Looking around the web now, I found a vague statement saying it was for flexibility. I don't know what is meant by that. 
I always hear that this shape is an indicator of flight, when interpreting fossils.
So why do the feathers have that characteristic shape?
 A: Some looking through the literature reveals that this is possibly a topic of ongoing research in zoology, however some zoologists do cite a physics concern(PDF), a result in stability analysis, which might be a dominant reason for the asymmetry.
Some feather background: a feather consists of a thin shaft called the rachis and a flat surface which protrudes from it, called the vane. The vane is actually made of a bunch of little shafts called barbs which themselves have thin overlapping fibers called barbules protruding from them and interlinking to form the vane, and the barbules hook together by little notches called, appropriately enough, hooks. If you search for these terms you can find some sources online.
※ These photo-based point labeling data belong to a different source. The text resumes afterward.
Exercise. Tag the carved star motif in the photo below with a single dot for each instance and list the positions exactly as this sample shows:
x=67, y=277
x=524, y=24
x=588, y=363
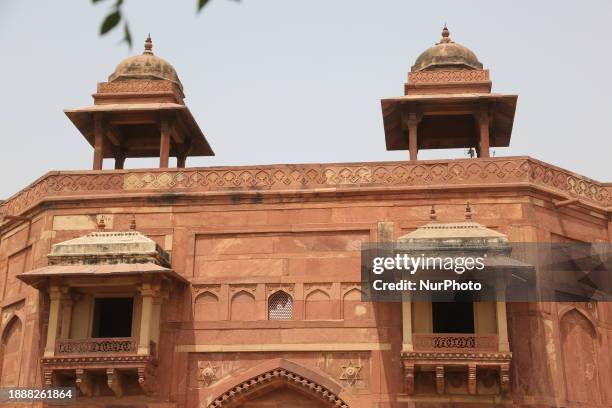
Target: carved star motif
x=207, y=373
x=350, y=373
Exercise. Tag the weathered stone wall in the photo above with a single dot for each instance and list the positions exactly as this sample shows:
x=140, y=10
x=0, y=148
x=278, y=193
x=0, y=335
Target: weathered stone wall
x=238, y=249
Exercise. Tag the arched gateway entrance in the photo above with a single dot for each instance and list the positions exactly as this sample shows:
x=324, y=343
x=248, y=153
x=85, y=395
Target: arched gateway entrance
x=288, y=385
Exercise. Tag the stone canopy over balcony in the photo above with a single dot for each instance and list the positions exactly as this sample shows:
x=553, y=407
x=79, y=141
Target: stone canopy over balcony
x=436, y=360
x=106, y=291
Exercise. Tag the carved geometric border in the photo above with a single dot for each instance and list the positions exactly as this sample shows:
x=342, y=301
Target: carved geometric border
x=464, y=172
x=238, y=393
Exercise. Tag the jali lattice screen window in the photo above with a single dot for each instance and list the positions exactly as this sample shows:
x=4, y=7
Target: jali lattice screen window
x=280, y=306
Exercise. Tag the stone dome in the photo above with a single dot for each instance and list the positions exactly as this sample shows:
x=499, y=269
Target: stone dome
x=446, y=54
x=145, y=66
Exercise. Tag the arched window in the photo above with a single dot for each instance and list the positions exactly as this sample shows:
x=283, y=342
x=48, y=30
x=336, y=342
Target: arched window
x=280, y=306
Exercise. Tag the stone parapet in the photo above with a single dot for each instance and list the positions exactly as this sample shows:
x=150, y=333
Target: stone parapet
x=491, y=173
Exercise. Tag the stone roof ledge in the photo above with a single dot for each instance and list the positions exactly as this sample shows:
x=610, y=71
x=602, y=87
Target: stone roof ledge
x=466, y=234
x=111, y=247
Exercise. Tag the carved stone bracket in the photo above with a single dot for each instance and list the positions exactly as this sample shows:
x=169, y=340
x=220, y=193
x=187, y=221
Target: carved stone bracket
x=472, y=379
x=114, y=380
x=147, y=379
x=409, y=377
x=207, y=373
x=440, y=379
x=351, y=373
x=83, y=382
x=504, y=378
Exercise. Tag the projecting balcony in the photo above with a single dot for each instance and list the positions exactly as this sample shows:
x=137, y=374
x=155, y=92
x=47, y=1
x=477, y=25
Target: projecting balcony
x=99, y=347
x=456, y=363
x=116, y=361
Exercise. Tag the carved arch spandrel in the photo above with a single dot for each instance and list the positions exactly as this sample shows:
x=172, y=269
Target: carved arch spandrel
x=243, y=306
x=276, y=373
x=580, y=351
x=206, y=307
x=11, y=339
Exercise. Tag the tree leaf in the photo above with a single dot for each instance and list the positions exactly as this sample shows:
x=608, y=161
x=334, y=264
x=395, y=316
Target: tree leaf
x=110, y=22
x=201, y=4
x=127, y=36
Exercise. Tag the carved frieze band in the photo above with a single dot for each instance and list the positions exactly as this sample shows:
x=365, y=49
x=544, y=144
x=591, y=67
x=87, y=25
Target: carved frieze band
x=237, y=393
x=442, y=76
x=467, y=172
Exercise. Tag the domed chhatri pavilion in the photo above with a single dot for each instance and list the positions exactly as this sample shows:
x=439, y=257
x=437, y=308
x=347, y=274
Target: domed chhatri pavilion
x=240, y=286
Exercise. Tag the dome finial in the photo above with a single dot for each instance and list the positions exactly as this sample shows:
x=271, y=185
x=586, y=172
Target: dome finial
x=148, y=45
x=445, y=35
While we're at it let's talk about feather orientation. Here is what a Spanish Imperial Eagle looks like in flight, courtesy of Wikimedia Commons:
 While I do not know whether I can include the relevant image here, an image of the feathers of this magnificent species is freely available here, apparently a preview for the (upcoming?) Feather Atlas for the Birds of the Western Palearctic.
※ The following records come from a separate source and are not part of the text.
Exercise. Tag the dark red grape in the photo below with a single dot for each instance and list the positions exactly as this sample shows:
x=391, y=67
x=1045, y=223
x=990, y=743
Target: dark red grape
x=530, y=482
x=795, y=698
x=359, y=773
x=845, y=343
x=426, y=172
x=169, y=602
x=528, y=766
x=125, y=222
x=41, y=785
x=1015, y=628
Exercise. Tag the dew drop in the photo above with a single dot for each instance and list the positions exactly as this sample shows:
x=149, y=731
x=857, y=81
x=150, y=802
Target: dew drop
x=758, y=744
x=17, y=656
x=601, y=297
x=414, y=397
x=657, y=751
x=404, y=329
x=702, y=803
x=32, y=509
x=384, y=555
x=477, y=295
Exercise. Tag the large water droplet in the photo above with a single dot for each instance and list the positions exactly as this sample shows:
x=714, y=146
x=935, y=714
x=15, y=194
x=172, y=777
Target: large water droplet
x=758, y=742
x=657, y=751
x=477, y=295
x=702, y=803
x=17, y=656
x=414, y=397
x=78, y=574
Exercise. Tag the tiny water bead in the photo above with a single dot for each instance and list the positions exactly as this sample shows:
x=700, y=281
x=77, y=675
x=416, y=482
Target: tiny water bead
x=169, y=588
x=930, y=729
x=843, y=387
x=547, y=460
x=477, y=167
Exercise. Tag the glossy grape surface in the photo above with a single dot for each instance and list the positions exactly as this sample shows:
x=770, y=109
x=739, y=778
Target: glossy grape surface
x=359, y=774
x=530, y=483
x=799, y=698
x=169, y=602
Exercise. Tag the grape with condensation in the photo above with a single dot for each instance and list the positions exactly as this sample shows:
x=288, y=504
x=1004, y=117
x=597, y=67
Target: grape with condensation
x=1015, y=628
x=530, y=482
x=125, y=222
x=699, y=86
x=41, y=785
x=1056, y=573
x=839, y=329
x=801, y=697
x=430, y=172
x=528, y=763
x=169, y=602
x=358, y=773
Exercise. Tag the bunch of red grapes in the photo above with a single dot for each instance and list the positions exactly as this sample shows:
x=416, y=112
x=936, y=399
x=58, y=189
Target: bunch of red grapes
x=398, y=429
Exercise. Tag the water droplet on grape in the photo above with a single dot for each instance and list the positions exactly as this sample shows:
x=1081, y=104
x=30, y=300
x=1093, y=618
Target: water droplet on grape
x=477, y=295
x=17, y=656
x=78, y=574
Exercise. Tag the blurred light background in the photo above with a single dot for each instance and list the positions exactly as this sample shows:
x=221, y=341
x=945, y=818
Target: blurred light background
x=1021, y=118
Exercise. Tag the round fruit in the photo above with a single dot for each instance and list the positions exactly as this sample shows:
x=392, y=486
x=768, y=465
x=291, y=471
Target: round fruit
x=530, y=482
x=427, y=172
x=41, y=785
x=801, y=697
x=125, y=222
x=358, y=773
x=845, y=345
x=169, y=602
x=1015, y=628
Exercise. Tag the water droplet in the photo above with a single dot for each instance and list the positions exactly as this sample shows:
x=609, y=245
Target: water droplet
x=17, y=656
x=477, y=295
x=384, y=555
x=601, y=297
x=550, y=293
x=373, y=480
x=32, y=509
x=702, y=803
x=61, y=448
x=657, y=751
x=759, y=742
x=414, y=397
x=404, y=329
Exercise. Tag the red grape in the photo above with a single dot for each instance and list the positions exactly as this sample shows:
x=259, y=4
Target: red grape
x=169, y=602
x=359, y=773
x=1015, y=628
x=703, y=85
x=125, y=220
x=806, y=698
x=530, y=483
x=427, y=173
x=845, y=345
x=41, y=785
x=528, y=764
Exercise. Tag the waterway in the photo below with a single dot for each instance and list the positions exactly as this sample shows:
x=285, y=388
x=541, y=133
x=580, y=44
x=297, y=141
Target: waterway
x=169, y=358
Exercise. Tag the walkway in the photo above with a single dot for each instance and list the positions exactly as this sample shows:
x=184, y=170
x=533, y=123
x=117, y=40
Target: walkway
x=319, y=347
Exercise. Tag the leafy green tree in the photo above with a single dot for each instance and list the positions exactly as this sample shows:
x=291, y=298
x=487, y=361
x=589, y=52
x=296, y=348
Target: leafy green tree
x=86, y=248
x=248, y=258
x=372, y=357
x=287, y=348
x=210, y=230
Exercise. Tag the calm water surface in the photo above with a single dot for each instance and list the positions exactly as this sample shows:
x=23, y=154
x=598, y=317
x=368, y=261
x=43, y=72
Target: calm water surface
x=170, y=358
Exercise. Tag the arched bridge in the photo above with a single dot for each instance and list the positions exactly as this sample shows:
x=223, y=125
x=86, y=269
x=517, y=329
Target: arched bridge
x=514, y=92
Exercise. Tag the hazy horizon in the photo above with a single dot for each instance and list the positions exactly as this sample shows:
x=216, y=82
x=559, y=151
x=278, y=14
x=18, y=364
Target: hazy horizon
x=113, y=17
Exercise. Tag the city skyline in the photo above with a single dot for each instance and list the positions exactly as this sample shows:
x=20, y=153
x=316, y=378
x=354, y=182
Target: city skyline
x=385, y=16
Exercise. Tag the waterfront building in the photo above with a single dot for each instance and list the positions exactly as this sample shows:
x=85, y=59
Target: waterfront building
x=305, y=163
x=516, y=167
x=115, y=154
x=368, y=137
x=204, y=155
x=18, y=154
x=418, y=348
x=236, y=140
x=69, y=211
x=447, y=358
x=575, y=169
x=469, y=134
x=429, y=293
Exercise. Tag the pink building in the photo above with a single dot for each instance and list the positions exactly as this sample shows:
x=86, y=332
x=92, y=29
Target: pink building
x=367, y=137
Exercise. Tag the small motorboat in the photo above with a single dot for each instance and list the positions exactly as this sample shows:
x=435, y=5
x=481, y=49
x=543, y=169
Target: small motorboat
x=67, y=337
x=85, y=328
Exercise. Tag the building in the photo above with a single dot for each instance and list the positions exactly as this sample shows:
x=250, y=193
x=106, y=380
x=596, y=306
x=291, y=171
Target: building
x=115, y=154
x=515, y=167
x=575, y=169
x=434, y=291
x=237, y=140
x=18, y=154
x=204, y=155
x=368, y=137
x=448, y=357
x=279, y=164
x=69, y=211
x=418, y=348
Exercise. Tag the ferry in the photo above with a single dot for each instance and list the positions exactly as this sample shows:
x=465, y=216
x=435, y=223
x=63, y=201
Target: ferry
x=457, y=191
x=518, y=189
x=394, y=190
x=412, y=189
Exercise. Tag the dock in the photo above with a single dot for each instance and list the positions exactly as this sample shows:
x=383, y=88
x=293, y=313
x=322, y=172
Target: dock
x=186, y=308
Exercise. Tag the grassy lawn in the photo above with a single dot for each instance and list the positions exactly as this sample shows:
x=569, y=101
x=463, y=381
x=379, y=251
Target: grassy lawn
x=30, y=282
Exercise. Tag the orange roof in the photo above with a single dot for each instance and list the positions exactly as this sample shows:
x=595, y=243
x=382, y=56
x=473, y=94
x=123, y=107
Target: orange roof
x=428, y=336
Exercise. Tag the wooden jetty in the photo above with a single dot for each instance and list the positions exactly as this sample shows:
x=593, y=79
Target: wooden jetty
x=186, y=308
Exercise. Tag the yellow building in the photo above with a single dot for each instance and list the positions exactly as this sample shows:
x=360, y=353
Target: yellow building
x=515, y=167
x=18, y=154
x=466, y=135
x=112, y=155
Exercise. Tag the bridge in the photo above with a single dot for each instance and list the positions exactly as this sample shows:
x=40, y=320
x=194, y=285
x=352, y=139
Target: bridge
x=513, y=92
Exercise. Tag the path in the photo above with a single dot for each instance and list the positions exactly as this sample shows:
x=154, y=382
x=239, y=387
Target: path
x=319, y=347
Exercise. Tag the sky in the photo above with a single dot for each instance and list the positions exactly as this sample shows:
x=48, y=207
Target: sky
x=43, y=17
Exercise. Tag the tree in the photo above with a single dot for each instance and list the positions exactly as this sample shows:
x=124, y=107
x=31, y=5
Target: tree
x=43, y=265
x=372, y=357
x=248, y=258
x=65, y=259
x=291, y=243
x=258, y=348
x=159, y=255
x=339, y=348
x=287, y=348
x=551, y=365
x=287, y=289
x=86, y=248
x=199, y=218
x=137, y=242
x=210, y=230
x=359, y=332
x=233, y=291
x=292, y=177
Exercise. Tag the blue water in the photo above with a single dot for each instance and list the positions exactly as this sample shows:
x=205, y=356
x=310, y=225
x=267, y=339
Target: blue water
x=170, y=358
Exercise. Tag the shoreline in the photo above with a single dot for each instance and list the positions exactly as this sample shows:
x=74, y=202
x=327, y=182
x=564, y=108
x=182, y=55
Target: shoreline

The general pattern, comparing the two, could be summarized that the more forwards-facing the feather is in-flight, the more vane-asymmetry it displays. These backwards-facing feathers that all overlap each other anyways, do not seem to have nearly the asymmetry that the primary feathers have.
So what is this "stability analysis" reason? I will try to translate it into more normal speech. It is relatively simple: apparently in both flapping and gliding flight, you see the same pattern, which is that any flat surface will have a center-of-pressure roughly a quarter of the way down the vane, as measured from the leading edge to the trailing edge. This means that the pressure of the air in either flapping or gliding motions, acts equally on both sides of that "quarter-way-down" line that goes along the feather. So if you were to engineer the rachis exactly on this line, you would already see some asymmetry. At this tradeoff, flapping and gliding would not twist the vane around the rachis.
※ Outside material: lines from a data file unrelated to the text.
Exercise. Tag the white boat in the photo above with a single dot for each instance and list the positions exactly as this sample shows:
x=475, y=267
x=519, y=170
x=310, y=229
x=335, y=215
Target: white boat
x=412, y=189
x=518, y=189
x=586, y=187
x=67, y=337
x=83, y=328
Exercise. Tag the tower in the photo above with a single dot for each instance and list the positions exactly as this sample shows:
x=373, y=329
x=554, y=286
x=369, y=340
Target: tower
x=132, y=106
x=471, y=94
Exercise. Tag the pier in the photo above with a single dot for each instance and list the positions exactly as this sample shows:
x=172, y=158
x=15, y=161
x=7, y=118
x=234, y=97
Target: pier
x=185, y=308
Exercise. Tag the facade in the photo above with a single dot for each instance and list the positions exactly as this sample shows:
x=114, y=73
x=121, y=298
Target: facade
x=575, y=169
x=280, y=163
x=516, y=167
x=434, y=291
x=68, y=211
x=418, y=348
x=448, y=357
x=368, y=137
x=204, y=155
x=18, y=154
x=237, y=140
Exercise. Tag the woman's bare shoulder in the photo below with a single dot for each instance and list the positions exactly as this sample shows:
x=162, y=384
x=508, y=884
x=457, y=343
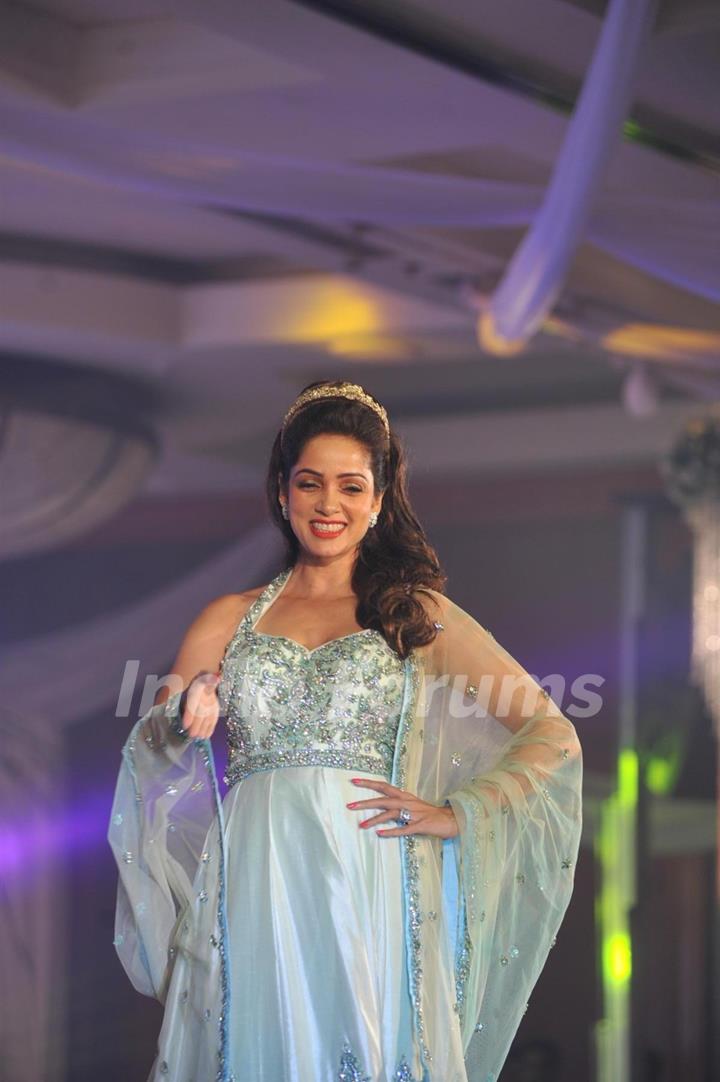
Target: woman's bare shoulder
x=227, y=608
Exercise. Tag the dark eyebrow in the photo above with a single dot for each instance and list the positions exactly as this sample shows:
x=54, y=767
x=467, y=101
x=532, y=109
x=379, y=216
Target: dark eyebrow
x=316, y=473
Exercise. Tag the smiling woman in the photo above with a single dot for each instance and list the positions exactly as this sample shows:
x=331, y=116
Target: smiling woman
x=288, y=938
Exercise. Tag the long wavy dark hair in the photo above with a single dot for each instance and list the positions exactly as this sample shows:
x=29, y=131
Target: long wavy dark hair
x=395, y=559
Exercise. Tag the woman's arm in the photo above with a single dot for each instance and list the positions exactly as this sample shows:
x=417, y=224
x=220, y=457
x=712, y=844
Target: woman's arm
x=205, y=641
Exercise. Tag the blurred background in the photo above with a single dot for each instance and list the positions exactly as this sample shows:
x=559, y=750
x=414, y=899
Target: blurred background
x=502, y=219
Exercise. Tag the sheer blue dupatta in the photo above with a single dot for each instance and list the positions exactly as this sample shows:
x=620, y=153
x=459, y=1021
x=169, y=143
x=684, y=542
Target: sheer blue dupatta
x=489, y=741
x=166, y=834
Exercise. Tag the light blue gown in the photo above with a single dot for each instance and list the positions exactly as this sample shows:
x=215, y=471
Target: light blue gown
x=299, y=973
x=289, y=945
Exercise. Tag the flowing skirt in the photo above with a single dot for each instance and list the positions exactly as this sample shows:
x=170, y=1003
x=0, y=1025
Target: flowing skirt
x=310, y=975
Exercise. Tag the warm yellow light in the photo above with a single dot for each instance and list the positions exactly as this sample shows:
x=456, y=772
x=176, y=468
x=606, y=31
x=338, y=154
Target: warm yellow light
x=664, y=343
x=336, y=308
x=492, y=342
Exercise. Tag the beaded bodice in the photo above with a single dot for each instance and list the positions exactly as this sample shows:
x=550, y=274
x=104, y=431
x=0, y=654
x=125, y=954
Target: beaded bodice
x=338, y=704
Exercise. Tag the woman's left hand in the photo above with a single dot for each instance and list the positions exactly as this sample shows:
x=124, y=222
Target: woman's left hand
x=427, y=818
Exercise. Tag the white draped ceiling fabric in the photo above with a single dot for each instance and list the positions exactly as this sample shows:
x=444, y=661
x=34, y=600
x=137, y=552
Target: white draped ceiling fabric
x=537, y=271
x=625, y=225
x=69, y=675
x=47, y=685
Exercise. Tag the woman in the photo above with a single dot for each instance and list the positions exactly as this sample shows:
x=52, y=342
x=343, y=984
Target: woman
x=377, y=893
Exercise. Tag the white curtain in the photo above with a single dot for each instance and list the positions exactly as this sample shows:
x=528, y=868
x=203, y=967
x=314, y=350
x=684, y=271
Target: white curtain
x=70, y=674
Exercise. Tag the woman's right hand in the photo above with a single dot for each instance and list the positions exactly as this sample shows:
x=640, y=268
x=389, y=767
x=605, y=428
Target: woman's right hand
x=201, y=707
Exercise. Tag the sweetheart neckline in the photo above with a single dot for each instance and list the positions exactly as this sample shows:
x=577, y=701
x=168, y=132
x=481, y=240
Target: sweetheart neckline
x=313, y=649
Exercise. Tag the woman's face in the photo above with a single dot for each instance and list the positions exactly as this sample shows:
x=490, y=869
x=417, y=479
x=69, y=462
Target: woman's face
x=330, y=496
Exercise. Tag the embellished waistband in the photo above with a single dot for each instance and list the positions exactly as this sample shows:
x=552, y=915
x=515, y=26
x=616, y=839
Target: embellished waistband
x=238, y=768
If the rachis were in the center, then the pressure would predominantly be felt by the leading edge of the feather, twisting it upwards. We would say it "increases the angle of attack" of the feather. You might think this is a good thing because generally as a surface increases its angle of attack, it increases its lift. However this is dangerous thinking: after a certain angle of attack, air no longer smoothly flows over the top edge but instead it forms a big stream of vortices above the wing, and you see an abrupt drop in lift at this "stall angle". 
It is somewhat hard to twist an airfoil about a small, thin center, and as the feather gets longer you would need a great torsional stiffness so that muscles down near the base of the feather could affect the behavior at the tip of the feather. So an aspiring feather-engineer does not want to put the rachis to the center of this 1/4 line because it twists the feather upwards and this kills its lift. In fact, while the 1/4 line might be fine for some of the feathers, these primary feathers should probably be made self-stabilizing, which means that the rachis should lie forwards of the 1/4 line so that extra pressure tends to diminish the angle of attack.
A: Airflow produces less torque on the leading edge of the feather because it is shorter. When the leading edge deflects from torque, a greater torque is applied to it. When the trailing edge deflects, it experiences reduced torque. This is just like pulling vs pushing a sheet of paper through the air.
This is also why tail feathers are nearly symmetrical, while the primary flight feathers exhibit the greatest degree of assymetry. The closer the rachis is to parallel with the airflow, the less relevant this effect becomes.
Concerns regarding the feather's center of lift not passing through the rachis are not especially relevant as the feathers are interleaved and can transfer forces to each other.